In the letter, released Tuesday, she noted that the Ward 3 high school serves students from across the city, including 582 who are considered “at risk,” a new city classification that includes students who are in foster care or homeless, receiving welfare benefits or food stamps, or who are performing at least a year behind in high school.
At-risk students are afforded an extra allocation of funding in next year’s budget. This year, the chancellor had discretion in how those funds were spent. For next year, they must be apportioned strictly according to school’s at-risk populations, as spelled out in the law.

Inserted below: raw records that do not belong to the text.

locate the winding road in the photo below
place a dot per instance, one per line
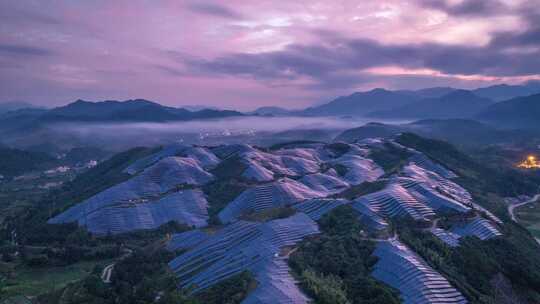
(107, 271)
(514, 206)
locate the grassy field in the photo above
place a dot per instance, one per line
(34, 281)
(529, 216)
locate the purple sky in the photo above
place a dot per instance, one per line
(245, 54)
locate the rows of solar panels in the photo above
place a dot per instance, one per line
(168, 186)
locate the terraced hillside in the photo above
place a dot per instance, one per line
(286, 193)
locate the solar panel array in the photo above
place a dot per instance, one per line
(401, 268)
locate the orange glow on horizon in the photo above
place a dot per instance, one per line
(530, 163)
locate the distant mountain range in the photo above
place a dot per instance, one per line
(462, 132)
(520, 112)
(456, 104)
(431, 103)
(137, 110)
(438, 102)
(9, 106)
(362, 103)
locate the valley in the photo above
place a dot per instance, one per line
(219, 214)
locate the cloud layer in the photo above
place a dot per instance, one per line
(244, 54)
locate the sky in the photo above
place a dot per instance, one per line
(242, 54)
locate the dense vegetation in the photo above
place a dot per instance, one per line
(475, 266)
(143, 278)
(226, 187)
(335, 266)
(391, 158)
(364, 188)
(14, 162)
(473, 175)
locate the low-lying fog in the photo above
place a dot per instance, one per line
(254, 130)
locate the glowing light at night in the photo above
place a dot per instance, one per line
(530, 163)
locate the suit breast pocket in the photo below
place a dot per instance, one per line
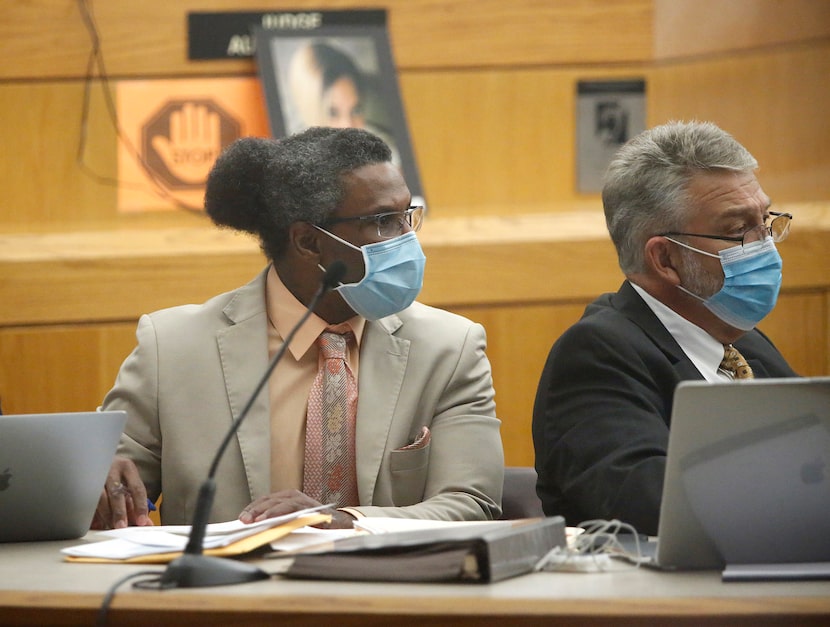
(409, 466)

Henderson said in an interview this month that the strict allocation of an at-risk fund meant she had to cut in other areas. Wilson benefited in the past from a minimum level of per-pupil funding that was set to help larger schools. Henderson said the base-line funding was put in place because big schools “were getting short-changed.”
Ballou High School’s per-pupil funding is also down in the proposed budget for next year, from $15,696 to $12,958, because of other cuts. A historic “specialty allocation” — worth $947,100 this year — that Ballou received for years was eliminated. The Ward 8 school is also no longer eligible for a stabilization allocation meant to offset a drop in enrollment, cutting another $894,000 that it received this year. Overall, net funding and enrollment projections are up at Ballou, which completed a major renovation this year.

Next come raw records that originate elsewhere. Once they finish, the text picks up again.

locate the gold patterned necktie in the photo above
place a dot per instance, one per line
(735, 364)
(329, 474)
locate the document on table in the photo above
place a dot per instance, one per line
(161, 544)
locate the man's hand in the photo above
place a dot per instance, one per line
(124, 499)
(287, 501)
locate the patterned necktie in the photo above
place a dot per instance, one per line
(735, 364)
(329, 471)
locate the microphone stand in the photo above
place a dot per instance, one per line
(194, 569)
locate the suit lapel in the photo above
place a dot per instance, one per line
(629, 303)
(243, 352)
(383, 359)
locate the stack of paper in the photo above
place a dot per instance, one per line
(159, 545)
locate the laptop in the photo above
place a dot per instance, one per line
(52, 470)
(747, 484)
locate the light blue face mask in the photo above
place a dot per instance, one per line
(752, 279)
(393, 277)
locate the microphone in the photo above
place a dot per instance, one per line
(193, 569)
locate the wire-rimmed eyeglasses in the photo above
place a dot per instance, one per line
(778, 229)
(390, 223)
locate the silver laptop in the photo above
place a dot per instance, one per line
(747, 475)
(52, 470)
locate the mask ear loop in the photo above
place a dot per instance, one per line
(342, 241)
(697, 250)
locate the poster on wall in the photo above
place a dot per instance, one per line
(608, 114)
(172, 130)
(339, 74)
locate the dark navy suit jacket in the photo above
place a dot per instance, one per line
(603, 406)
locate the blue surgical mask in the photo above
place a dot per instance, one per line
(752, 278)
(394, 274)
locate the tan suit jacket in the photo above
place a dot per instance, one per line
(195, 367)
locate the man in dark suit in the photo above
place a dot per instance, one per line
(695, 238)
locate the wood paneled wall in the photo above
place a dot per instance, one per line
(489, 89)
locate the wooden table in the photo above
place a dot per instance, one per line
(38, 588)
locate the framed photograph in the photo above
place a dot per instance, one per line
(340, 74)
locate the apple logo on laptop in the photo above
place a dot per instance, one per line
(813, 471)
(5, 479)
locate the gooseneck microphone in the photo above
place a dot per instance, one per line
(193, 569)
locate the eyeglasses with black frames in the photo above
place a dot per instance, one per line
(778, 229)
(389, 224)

Other smaller comprehensive high schools are seeing major increases in funding. Per-pupil spending at Coolidge High School in Ward 4, for example, would grow from $13,889 to $16,209 for a projected enrollment of 401 students.
The fiscal 2016 budget includes an extra $13 million for the city’s nine comprehensive high schools to provide staffing to offer at least six Advanced Placement courses and 20 elective courses, such as choir and marching band.
Current offerings differ widely by school, depending on enrollment and budgets, and many students have clamored for more activities and nonacademic courses. Wilson, with its booming enrollment, already has one of the city’s largest selections of Advanced Placement courses and electives.
Parents at the school are concerned about other effects from budget reductions, including growing class sizes, and diminished capacity to bridge the achievement gap and keep students at the crowded school safe.
“People are really concerned about this,” said Kim Bayliss, president of the school’s Parent Teacher Student Organization. “They are so proud of the school and all the gains that have been made. They want that to continue.”